Дон Жуан (рассказано им самим) - Петер Хандке
Шрифт:
Интервал:
Закладка:
Впервые после потери ребенка Дон Жуан почувствовал себя выведенным из состояния безутешного покоя и сопровождавших его бесконечных неурядиц периода одиночества и отрешенности от людей. Уже при пробуждении после короткого сна в самолете к нему возвратилось его беспокойство, это до тошноты знакомое ему чувство, которым он был сыт по горло. Выражалось оно в том, что с каждой минутой он все меньше властвовал над своим временем. Или: время переставало быть средой его обитания. Или: мгновения посекундно прыгали, как блохи, и бесследно исчезали. Вместо того чтобы каждый миг смотреть, слушать, дышать и так далее, он принялся считать. При этом он считал не только секунды, а все подряд — машинально или автоматически, что получалось само собой, опережая сознательно включаемый механизм счета, в который он целиком превратился, — он считал ряды кресел в самолете, дырочки для шнурков на своих ботинках, количество волосков в бровях соседа.
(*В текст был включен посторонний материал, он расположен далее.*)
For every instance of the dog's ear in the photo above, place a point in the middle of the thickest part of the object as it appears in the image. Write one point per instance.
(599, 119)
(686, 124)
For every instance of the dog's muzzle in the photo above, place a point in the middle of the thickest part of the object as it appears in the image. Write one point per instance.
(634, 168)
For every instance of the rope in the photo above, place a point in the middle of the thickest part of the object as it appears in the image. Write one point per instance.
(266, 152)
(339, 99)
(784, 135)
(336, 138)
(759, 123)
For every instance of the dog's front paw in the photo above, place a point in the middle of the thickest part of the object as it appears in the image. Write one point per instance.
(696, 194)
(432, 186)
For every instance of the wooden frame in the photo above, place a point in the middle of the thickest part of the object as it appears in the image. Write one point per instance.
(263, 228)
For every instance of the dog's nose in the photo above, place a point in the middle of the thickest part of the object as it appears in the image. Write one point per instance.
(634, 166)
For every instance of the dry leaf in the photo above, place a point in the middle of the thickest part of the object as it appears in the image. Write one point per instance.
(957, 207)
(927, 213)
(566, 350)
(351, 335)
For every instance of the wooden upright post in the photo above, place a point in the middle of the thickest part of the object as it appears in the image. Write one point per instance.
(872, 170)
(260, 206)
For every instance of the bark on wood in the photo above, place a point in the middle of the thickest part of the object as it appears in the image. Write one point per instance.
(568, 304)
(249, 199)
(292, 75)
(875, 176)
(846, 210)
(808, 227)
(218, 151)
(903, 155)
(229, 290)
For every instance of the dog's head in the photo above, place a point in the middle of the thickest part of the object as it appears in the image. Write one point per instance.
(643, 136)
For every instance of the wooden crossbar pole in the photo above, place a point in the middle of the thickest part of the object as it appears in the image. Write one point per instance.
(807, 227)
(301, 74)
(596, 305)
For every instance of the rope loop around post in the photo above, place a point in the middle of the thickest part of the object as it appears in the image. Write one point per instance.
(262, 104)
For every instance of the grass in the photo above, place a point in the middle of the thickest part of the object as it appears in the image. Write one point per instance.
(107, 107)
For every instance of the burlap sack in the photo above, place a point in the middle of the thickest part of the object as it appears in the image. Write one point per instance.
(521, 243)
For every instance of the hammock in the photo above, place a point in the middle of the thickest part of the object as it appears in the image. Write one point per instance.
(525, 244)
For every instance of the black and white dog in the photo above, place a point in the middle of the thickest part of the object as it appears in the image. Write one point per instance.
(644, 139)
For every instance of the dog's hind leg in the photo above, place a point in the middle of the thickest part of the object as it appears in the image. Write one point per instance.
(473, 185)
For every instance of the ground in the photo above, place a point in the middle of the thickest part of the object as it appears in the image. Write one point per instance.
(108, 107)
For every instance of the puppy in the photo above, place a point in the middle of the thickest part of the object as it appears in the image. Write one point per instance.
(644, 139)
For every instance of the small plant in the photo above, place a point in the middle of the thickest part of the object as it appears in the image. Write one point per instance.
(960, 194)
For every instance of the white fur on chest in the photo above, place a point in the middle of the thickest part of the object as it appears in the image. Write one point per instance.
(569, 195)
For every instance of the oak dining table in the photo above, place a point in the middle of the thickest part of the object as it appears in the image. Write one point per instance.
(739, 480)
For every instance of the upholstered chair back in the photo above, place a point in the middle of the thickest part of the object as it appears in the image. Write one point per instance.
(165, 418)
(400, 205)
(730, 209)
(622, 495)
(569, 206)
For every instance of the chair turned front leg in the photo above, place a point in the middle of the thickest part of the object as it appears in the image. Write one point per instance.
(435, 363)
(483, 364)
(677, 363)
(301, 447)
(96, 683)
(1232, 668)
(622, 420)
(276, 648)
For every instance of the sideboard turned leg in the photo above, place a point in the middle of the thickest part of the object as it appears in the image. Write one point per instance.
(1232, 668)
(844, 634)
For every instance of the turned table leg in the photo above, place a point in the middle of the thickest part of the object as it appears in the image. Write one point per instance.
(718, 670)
Не то чтобы он беспрестанно скучал, нет, все обстояло гораздо серьезнее: Дон Жуан выпал из игры, такой ненавязчиво-дружеской, — из времени. Но, возможно, это и был наисерьезнейший вариант скуки. Подобная напасть со счетом наверняка должна была однажды прекратиться, но для этого ему пришлось бы сойтись с кем-то, соединить свою жизнь хотя бы на какой-то промежуток времени, другими словами, решительно порвать со своим одиночеством. Вот как, например, сейчас, взяв в попутчики водителя вместе с его тесной, загруженной до отказа машиной.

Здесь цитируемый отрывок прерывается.